Bilhassa 65 yaş ve üstündeki şahısların tabiplerine hangi kanser taramalarının kendileri için uygun olabileceğini istişaresi gerektiğini belirten Naharcı, şöyle devam etti:
“65 yaş ve üstündeki bayanlar kemik erimesi (osteoporoz) için nizamlı denetimden geçmeli, 65 yaş üstü erkekler ise abdominal aort genişlemesi (anevrizma) kaynaklı ölen ya da ameliyat geçiren birinci derece bir akrabaları varsa yahut sigara kullanmışlarsa 65 ila 75 yaşları ortasında bir defa ultrason ile denetim edilmeli. Risk bulunan bireyler, kalp krizi, felç yahut öbür sorunlarla karşılaşmamak için kesinlikle doktor tarafından belirlenen ilaçları kullanmalı. İleri yaşlarda, bedenimiz tıbbi meselelere daha yatkın hale gelmektedir. Örneğin, enfeksiyonlar önemli sonuçlar doğurabilir. Bu nedenle, belirlenen aşılar kesinlikle yaptırılmalı. İlaçların tesiri de yaşlandıkça değişebildiğinden bunlar doktor tarafından yine değerlendirilmeli. Tansiyon yüksekliği, şeker, kalp hastalıkları açısından gerekli incelemeler yapılmalı, denetim emelli takiplere de ehemmiyet verilmeli.”
Yaşlanmanın bir hastalık yahut zayıflık durumu olmadığını aktaran Naharcı, birtakım hastalıkların yaşlandıkça daha yaygın olarak ortaya çıkabildiğinin göz gerisi edilmemesi gerektiğini vurguladı.
“Evdeki tüm yürüme alanları düzgün aydınlatılmalı”
Naharcı, yaşlılar için bilhassa düşmenin düşünce olacağını vurgulayarak şunları söyledi:
“Yaşlılarda düşme, bilhassa güzelleşme süreci çok uzun olan kalça kırığına yol açabiliyor. Yaşlılarda kemik kaynaması güç ve uzun süreyi buluyor. Yatağa bağımlılık ve buna bağlı yatak yaraları gelişebiliyor. Bu da enfeksiyon ve hatta vefatla sonuçlanabilen meselelere neden olabiliyor. Bunun için meskendeki tüm yürüme alanları âlâ aydınlatılmalı, konut dağınık kablolardan, uzun tüylü yahut kayabilen halı ve kilimlerden arındırılmalı. Kablolar yürüme alanlarından kaldırılarak duvara ya da yere sabitlenmeli. Rahat ve sağlıklı ayakkabılar tercih edilmeli.”

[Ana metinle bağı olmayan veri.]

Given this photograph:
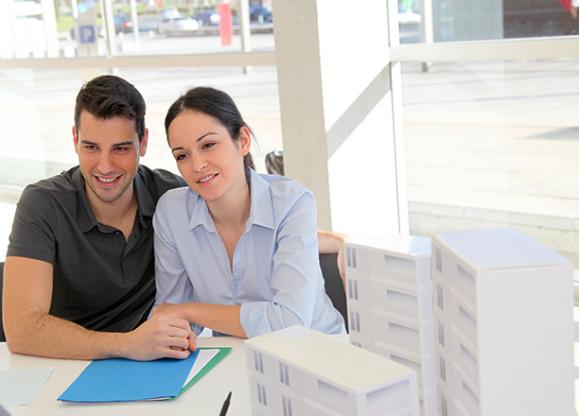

Gün içinde kâfi fizikî aktivitenin de yapılmasının değerli olduğunu tabir eden Naharcı, “Çünkü tertipli idman yapanlar, daha az düşme muhtemelliğine sahiptir. Uyku ve depresyon tedavisinde kullanılan üzere kimi ilaçlar düşme riskinizi artırabilir ve yaşlandıkça kullanmak inançlı olmayabilir. Bunlar doktor tarafından gözden geçirilmeli.” ikazında bulundu.
Doç. Dr. Naharcı, otomobil kullanımına devam edilip edilmeyeceği konusunda da tabibe danışılması gerektiğine dikkati çekerek şunları kaydetti:
“Bu sorulması sıkıntı lakin değerli bir sorudur. Yaşlandıkça bazen görme ve işitme kaybı olmakta, dikkat azalmakta ve refleksler yavaşlayabilmektedir. Bu meseleler, otomobil kazası riskini artırabilir. Ayrıyeten mesane yahut bağırsakların denetim edilmesinde sorun yaşanması halinde bu durum tabibe bildirilmeli. Yemek hazırlama ve faturaların ödenmesi üzere bahislerde badire yaşanması halinde toplumsal hizmetler ünitelerinden yardım alınmalı. Toplumsal ilgiler güçlü tutulmalı. Bunun için yeni yeni aktivitelere iştirak sağlanmalı. Rastgele birinin makus bir davranış sergilemesi, para çalındığının anlaşılması ya da bir halde yarar sağlamaya çalışması halinde yaşlı tarafından bu durum en yakın toplumsal hizmetler ünitesine ve tabibe bildirilmeli.”